Koenders gebruikte de gelegenheid om de Hongaren, het favoriete pispaaltje van Europa, de les te lezen over immigratie. De minister trok daarbij een vergelijking tussen de Hongaren die in 1956 Hongarije ontvluchtten toen de opstand tegen het communistische bewind met behulp van de Sovjet-Unie werd neergeslagen en de migratiestromen waar Europa momenteel mee te kampen heeft. Koenders bedoelde daarmee de Hongaarse opstelling in de migratiecrisis te kritiseren. De vergelijking tussen 1956 en nu gaat echter om meerdere redenen niet op.

Ten eerste gaat het om een heel andere schaal.
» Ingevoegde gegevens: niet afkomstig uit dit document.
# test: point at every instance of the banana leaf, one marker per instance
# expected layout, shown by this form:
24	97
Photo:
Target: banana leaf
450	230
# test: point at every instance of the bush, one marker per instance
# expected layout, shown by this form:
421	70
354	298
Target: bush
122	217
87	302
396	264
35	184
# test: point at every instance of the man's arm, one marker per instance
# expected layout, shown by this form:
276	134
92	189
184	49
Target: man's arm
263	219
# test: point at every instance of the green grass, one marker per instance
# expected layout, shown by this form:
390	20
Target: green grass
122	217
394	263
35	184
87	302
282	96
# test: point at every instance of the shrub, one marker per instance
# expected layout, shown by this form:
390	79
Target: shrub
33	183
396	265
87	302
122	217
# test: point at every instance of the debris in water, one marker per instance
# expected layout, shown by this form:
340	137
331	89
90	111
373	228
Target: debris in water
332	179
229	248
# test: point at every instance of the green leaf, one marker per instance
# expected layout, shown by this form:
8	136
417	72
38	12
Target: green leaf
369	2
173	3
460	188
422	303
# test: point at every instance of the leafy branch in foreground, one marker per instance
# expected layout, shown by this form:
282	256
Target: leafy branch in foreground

Destijds ging het om zo’n 200.000 vluchtelingen, waarvan Nederland er zo’n 3.000 opnam. Vandaag de dag hebben we te maken met veel grotere aantallen vluchtelingen of mensen die zich daarvoor uitgeven. Het gaat daarbij niet zoals in 1956 om een afzienbaar aantal mensen, maar om een schier eindeloze stroom. Sinds Merkel haar beruchte uitspraken heeft gedaan, hebben steeds weer nieuwe mensen het plan opgevat naar Europa te trekken.
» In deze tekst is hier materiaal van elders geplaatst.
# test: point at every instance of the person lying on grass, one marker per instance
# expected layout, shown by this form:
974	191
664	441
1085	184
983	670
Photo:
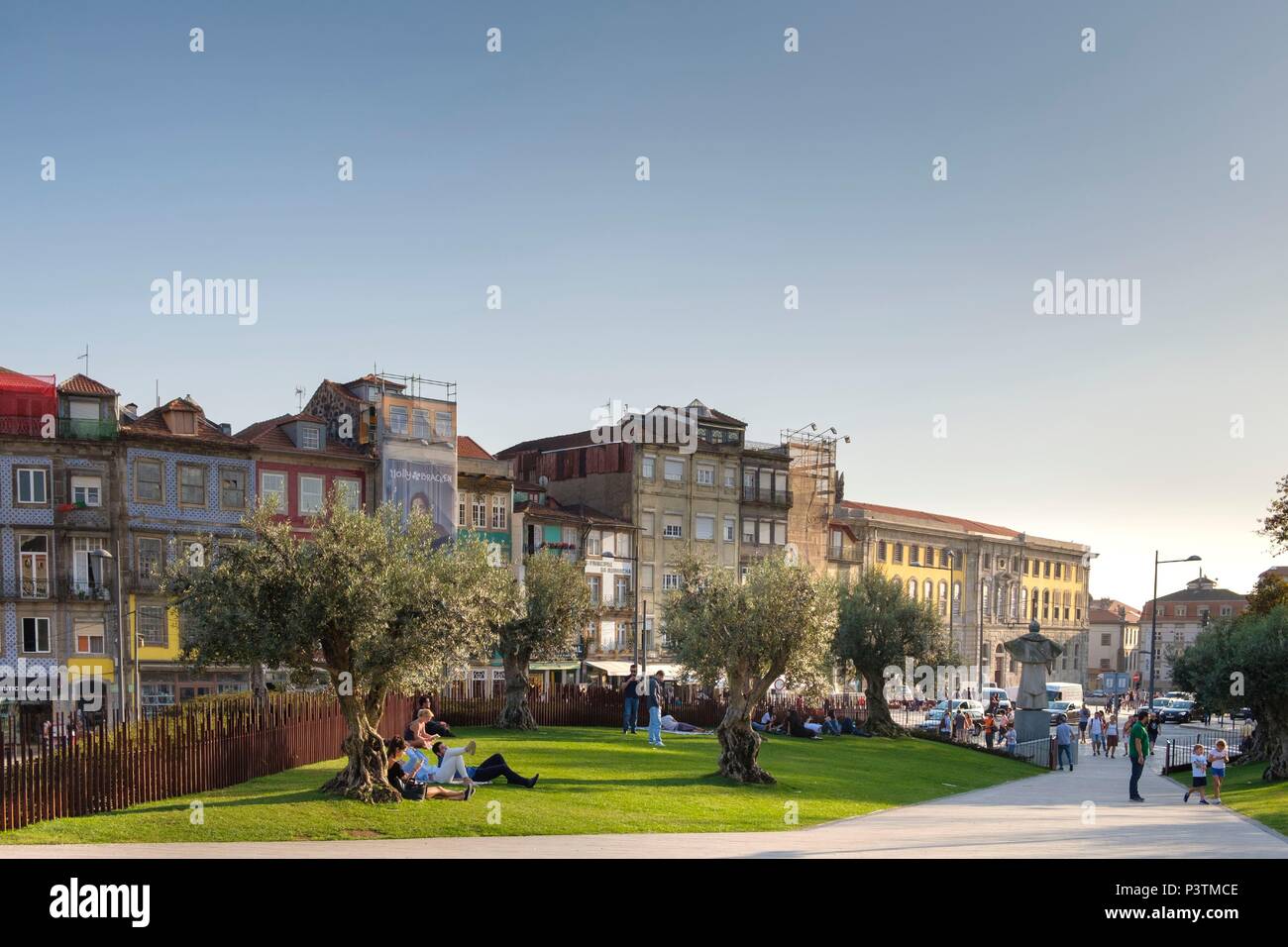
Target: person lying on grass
423	731
403	758
451	766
Ten tweede was het destijds duidelijk dat het om een afzienbaar aantal politieke vluchtelingen ging, terwijl Europa nu, naast een beperkt aantal politieke vluchtelingen, vooral te maken heeft met wat voor het gemak ‘economische vluchtelingen’ worden genoemd. Veel ‘vluchtelingen’ van nu hebben geen of vervalste papieren bij zich, wenden in veel gevallen voor dat ze uit Syrië komen, terwijl ze eigenlijk uit andere landen komen waar dikwijls helemaal geen oorlog is.

Ten derde vluchtten de Hongaren naar Oostenrijk, wat niet meer dan logisch is, aangezien dat een buurland van Hongarije is. Van daaruit werden de immigranten vervolgens op legale en ordelijke wijze verdeeld naar andere Europese landen. De huidige migratiestromen bewegen zich echter illegaal naar Duitsland en naar Noord- en West-Europa, waarbij ze door ettelijke veilige landen heen trekken die kennelijk niet aantrekkelijk genoeg zijn om daar asiel aan te vragen.

Ten vierde waren de Hongaren immigranten met een Europese achtergrond en waren ze dus relatief eenvoudig te integreren in de samenlevingen die hen opnamen. Dat gegeven werd nog versterkt door de beperkte aantallen waarom het ging. De huidige immigranten uit Azië en Afrika hebben echter een hele andere achtergrond, kennen de Europese geschiedenis, cultuur en gebruiken niet. Door hun grotere culturele afstand zijn ze veel lastiger te integreren. Dit gegeven wordt versterkt door het lagere, of in veel gevallen ontbrekende, opleidingsniveau. Doordat het om veel grotere aantallen gaat, hebben zich in diverse Europese steden inmiddels gemeenschappen gevormd die zich verzetten tegen integratie. Sommige buurten staan zelfs bij politie-agenten als ‘no go’-zones bekend.

In plaats van de Hongaren en de Nederlandse bevolking de les te lezen over angst voor vreemdelingen, kan Koenders beter eens bij zichzelf te rade gaan, welk aandeel zijn PvdA eigenlijk heeft in het op gang brengen van diverse migratiestromen, uit Afghanistan, Irak, Syrië en via Libië.